What happens to my Etsy favorites if the seller closes their shop?
If a seller deactivates or closes their Etsy shop, their listings disappear from your Etsy favorites — you'll see a broken or empty entry. That's one reason to save listings outside Etsy's platform too. A clipped sticky note keeps the original URL and title even if the listing later becomes unavailable, so you at least have a record of what it was and can search for something similar.
How do I save a product listing on a shop that has no wishlist feature?
Any shop without a built-in wishlist can be handled by saving the page from your browser. The easiest method is the free Sticky Note Web Clipper — click the toolbar icon while you're on the product page and it creates a sticky note with the page title and URL already filled in. This works on Shopify stores, Squarespace boutiques, brand direct sites, or any other page without a native save option.
Is there a way to save shop listings on my phone?
On your phone, the simplest option is to use the Share menu and send the URL to a notes app.
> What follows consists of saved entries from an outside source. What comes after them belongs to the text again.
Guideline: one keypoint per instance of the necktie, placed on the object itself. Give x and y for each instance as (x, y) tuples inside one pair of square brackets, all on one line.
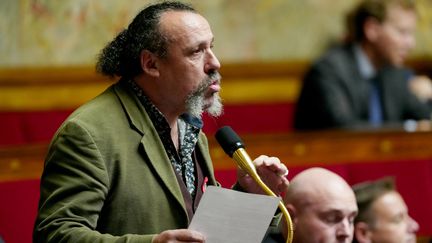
[(375, 108)]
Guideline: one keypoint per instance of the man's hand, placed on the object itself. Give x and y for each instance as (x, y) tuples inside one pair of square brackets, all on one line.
[(179, 235), (272, 172)]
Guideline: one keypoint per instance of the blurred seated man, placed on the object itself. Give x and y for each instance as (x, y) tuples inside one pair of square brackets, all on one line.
[(383, 215), (362, 83), (322, 207)]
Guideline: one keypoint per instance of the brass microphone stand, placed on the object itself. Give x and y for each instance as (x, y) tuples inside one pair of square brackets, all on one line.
[(245, 163)]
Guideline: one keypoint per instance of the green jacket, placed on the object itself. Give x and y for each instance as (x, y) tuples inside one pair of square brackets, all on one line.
[(107, 177)]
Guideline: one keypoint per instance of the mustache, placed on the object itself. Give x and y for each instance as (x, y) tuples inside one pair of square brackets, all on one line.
[(209, 80)]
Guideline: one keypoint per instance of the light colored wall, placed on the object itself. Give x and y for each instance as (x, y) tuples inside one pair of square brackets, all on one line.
[(72, 32)]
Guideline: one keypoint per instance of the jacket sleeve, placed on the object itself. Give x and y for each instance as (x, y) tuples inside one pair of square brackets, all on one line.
[(74, 186)]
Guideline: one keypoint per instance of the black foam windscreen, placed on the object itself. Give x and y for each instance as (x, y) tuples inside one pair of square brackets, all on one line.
[(228, 140)]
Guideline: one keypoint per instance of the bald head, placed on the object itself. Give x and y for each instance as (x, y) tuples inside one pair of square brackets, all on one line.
[(315, 183), (322, 206)]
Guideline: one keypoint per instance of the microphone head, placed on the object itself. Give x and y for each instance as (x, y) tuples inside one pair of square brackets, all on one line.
[(228, 140)]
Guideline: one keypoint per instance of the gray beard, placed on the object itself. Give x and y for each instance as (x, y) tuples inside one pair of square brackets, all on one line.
[(195, 104)]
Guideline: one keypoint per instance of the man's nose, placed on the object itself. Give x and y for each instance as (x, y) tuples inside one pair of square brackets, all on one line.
[(212, 63), (413, 226)]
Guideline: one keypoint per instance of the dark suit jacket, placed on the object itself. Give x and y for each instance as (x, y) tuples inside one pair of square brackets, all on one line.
[(335, 95), (107, 177)]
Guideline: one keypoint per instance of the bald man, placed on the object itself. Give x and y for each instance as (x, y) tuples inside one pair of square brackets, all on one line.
[(322, 206)]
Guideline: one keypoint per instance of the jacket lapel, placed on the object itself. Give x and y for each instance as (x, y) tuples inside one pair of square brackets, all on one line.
[(152, 148)]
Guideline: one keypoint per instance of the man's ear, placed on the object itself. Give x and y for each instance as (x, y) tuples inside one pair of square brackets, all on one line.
[(149, 63), (362, 232), (371, 29)]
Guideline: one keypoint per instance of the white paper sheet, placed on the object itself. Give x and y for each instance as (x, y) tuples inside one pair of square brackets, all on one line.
[(230, 216)]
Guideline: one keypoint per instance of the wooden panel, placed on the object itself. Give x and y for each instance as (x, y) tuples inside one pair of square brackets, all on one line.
[(333, 147), (67, 87)]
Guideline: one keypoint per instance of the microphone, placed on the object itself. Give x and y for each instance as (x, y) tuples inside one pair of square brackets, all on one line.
[(235, 148)]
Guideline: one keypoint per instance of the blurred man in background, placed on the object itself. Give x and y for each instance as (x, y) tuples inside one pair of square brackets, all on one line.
[(362, 83), (383, 215)]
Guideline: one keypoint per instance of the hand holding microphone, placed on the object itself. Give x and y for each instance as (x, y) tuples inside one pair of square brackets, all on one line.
[(270, 167)]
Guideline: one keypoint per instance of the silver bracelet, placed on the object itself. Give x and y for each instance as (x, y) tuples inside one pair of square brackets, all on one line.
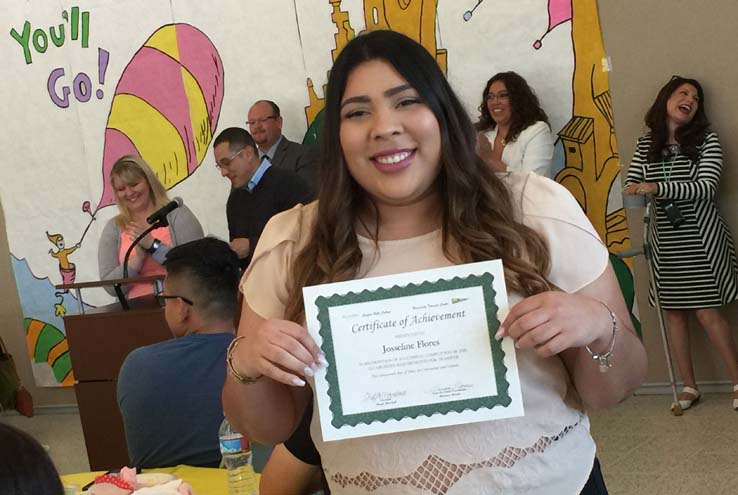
[(603, 359)]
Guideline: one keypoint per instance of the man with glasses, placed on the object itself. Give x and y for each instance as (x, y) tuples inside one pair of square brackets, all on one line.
[(169, 392), (265, 124), (259, 190)]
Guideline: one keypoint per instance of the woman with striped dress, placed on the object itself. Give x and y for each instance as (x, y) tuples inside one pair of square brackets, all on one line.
[(679, 163)]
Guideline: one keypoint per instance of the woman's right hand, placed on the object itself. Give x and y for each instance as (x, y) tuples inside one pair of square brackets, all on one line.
[(136, 260), (279, 349)]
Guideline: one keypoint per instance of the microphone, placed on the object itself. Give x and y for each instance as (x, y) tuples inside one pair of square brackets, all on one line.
[(160, 215)]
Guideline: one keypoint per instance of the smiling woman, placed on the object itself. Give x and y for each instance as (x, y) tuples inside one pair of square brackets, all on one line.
[(679, 163), (404, 190), (138, 193), (514, 132)]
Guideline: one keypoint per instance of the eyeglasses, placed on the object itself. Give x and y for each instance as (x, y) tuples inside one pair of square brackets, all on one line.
[(251, 123), (162, 299), (502, 95), (225, 163)]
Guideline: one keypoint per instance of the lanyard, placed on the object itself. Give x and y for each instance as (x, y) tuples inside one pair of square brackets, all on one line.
[(667, 174)]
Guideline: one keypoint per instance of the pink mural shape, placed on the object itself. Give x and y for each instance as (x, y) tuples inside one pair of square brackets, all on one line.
[(158, 79), (559, 11)]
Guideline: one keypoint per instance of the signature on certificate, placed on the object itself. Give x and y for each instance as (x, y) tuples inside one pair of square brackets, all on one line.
[(381, 398)]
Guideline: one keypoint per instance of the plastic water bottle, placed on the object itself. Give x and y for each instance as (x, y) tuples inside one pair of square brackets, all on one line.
[(236, 453)]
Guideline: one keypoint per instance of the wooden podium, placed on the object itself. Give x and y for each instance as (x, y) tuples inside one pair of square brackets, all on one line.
[(99, 341)]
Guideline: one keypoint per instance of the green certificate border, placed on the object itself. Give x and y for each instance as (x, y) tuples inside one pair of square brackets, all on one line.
[(485, 281)]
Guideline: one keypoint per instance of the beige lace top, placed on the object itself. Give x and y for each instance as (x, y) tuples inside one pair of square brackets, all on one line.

If you've used the Sticky Note Web Clipper in Chrome on your desktop, your saved notes sync to TaskLoco, which is available on iPhone and Android — so listings you clip at your desk show up on your phone automatically when you're ready to buy.
Does the Sticky Note Web Clipper cost anything?
The extension is free. TaskLoco also has a free tier. Install the clipper from the Chrome Web Store, sign in with Google, and start saving listings immediately — no payment required.
Can I save listings from multiple different shops in one place?
Yes — that's exactly what a browser-based clipper is built for. The Sticky Note Web Clipper works on any webpage regardless of platform, so you can clip an Etsy listing, an eBay auction, a Depop item, and a boutique product page all to the same note wall. Everything syncs to TaskLoco where you can search and tag across all of them.
Will I be notified if a price drops on a listing I saved?
The Sticky Note Web Clipper saves the listing as a static note — it doesn't track live price changes. For price drop alerts, eBay's Watch List or browser extensions specifically built for price tracking are better tools for that function. Use the clipper to build your wishlist across multiple shops, then periodically revisit the URLs to check manually.